According to the most recent Hate Violence report from the National Coalition of Anti Violence Programs, survivors of hate violence and intimate partner violence do not receive meaningful support from police officers when the survivor is reporting an incident. “Of the survivors who shared information about their interactions with police to NCAVP member programs in 2017, forty-seven Hate Violence survivors who reported on interactions with the police also reported police misconduct. Of these, 44% reported excessive force was used and 56% reported being unjustifiably arrested. Fifty-four (54%) of IPV survivors who interacted with the police reported experiencing police misconduct. Of these, 20% reported excessive force and 80% reported unjustifiable arrest. It is important to note that in 6% of the documented hate violence related violence homicides (or 3 of 52), the victims were killed by police responding to incidents.”

The report goes on to say that in police reports themselves “the sexual orientation or gender identity of victims is not shared or is inaccurately cited.” Only 20% of hate violence survivors who interacted with the police reported that they acted in a “courteous” manner. It is unclear why the very forces that antagonize and harm our communities have now been named our protectors. It is ludicrous for us to invest in or feel safe in the very systems that often do us the most amount of harm.

If Senate and Assembly members truly want to protect transgender people then respect us everywhere including in prisons and jails. Don’t place women in men’s prisons. Don’t deny us access to our medically necessary care while in those prisons. Acknowledge that our criminal legal system is built upon and invested in racism and that people of color have never stood a fair chance in navigating it.

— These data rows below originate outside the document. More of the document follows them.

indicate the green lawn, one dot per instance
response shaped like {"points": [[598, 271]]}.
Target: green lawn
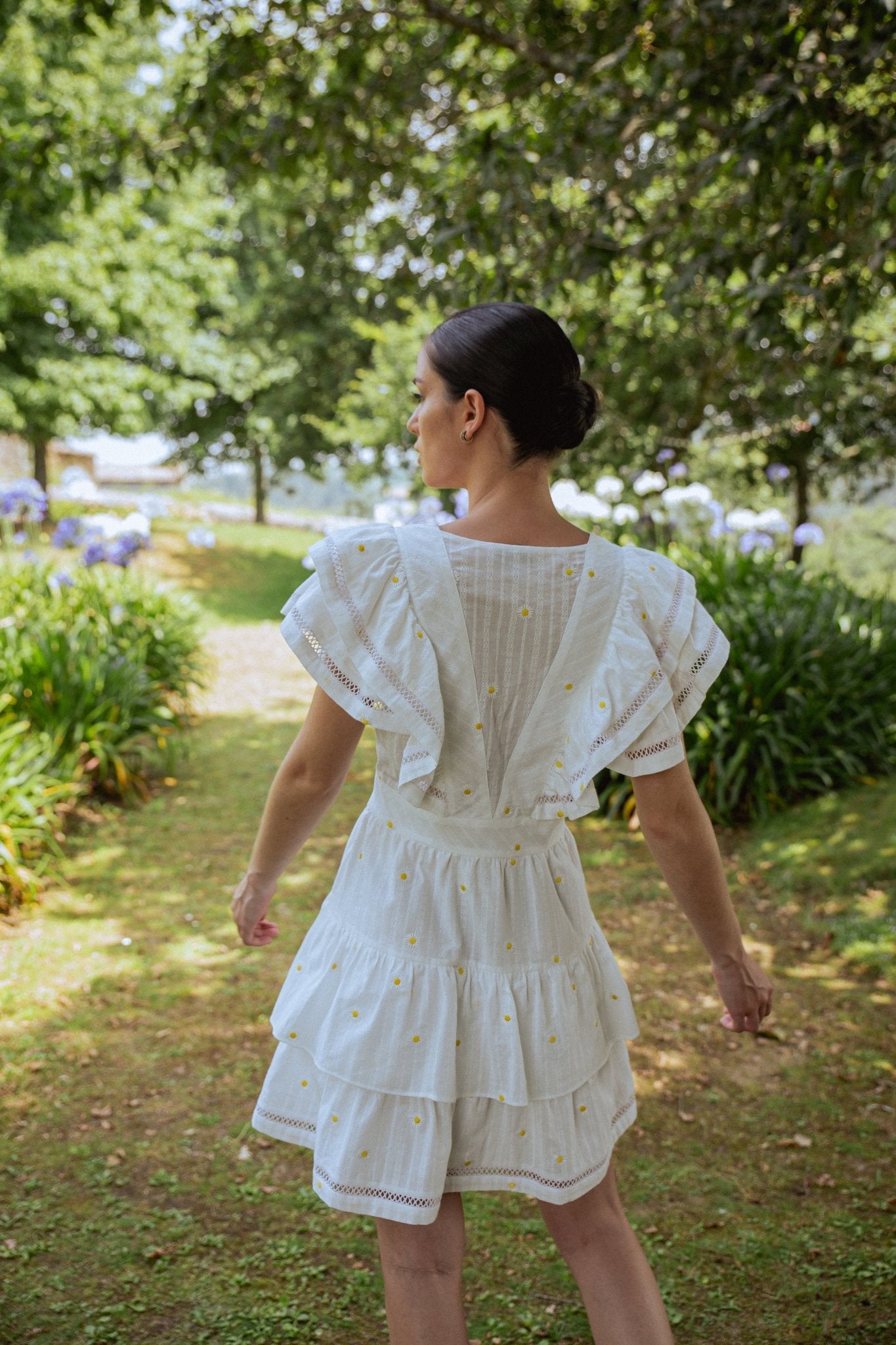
{"points": [[140, 1207]]}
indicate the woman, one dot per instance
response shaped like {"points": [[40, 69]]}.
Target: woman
{"points": [[454, 1019]]}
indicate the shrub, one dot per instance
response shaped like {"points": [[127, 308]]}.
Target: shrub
{"points": [[805, 703], [100, 670], [30, 799]]}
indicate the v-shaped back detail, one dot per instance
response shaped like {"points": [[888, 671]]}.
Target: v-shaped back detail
{"points": [[507, 618]]}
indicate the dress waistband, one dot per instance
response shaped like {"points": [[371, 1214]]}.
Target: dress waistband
{"points": [[508, 837]]}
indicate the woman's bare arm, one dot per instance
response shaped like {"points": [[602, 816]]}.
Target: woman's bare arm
{"points": [[681, 839]]}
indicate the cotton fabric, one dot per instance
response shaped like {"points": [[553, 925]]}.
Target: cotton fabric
{"points": [[454, 1017]]}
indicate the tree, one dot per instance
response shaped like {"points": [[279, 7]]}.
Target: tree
{"points": [[684, 191], [104, 275]]}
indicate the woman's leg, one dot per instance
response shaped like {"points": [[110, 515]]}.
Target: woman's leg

Governor Cuomo, instead of hate crimes laws that are disproportionately used against Black and Brown communities and result in additional and longer sentences, invest in transgender and gender non-conforming people ourselves. Invest in us by providing us with what we need to care for ourselves: homes, safe schools without NYPD inside of them, access to quality medical and mental health care and meaningful employment. Get rid of gender markers of identity documents, re-work the name change laws so that individuals do not need to publish their names in newspapers or bring their original birth certificates to the court, and ensure that women’s domestic violence shelters accept transgender women as readily as cisgender women. These are the actions that show that our lives matter. These are the actions that assist us in building strong communities. A government that denies us our identities, our dignity, and our self-determination cannot bring about justice by placing more people in prison for longer, after we have already been hurt.

SRLP continues to work against the reliance on the prison industrial complex and we continue to invest in our communities and each other as our best bet at safety and support.